By Munichain News Desk

The Triborough Bridge and Tunnel Authority, a division of the Metropolitan Transit Authority (MTA), issued $1.13 billion in bonds to refund a previous issuance.

The bonds mature between 2029 and 2043, yielding between 3.56% and 4.49%. Fitch Ratings, S&P Global Ratings, and Kroll Bond Rating Agency all rated the bonds AA+.

“However, our view of the MTA, as a component unit of the state, with limited expenditure flexibility, expansive capital needs, and a governance structure susceptible to political interference, leads us to consider the rating on the bonds as limited to no higher than that of the state’s general creditworthiness,” S&P analyst Ladunni Okolo said in a press release.
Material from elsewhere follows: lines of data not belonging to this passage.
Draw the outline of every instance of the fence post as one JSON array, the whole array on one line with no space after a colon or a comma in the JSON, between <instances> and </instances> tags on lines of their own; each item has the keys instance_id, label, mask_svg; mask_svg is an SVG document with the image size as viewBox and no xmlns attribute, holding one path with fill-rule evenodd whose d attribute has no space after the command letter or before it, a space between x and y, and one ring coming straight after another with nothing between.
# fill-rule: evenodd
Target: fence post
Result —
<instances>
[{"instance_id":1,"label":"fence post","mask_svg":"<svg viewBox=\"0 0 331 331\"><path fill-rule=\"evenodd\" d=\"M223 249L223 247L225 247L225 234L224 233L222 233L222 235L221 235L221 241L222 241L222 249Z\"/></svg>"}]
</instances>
The issuance comes during a rare period of fiscal solvency for the MTA. The authority has balanced its budget for the next five years, according to a recently released report by the New York Comptroller’s Office. A mixture of federal and state aid has brought short-term stability, but the MTA still owes more than $48 billion in outstanding debt, and a significant portion of its network is in need of repair.

Last week, the MTA released a 20-year needs assessment plan, which evaluated the $1.5 trillion in transit infrastructure managed by the authority. Most of the plan focuses on public transit, though it includes some bridge and tunnel improvements, such as dehumidifying cables on the Verrazano-Narrows Bridge to extend its useful life. The plan also calls for making MTA bridges more accessible to pedestrians and cyclists.

“Today, a series of existential forces are converging—including aging infrastructure in need of ongoing repair—making this a pivotal moment for the MTA and the future of New York,” the MTA wrote in a report released last week.

MTA Bridges and Tunnels manages seven bridges and two tunnels connecting New York’s boroughs. The bonds are special obligations of MTA Bridges and Tunnels, payable by mobility taxes.

J.P. Morgan Securities LLC served as lead underwriter on the issuance, purchasing the bonds for more than $1.2 billion. The price reflected a premium of $84 million.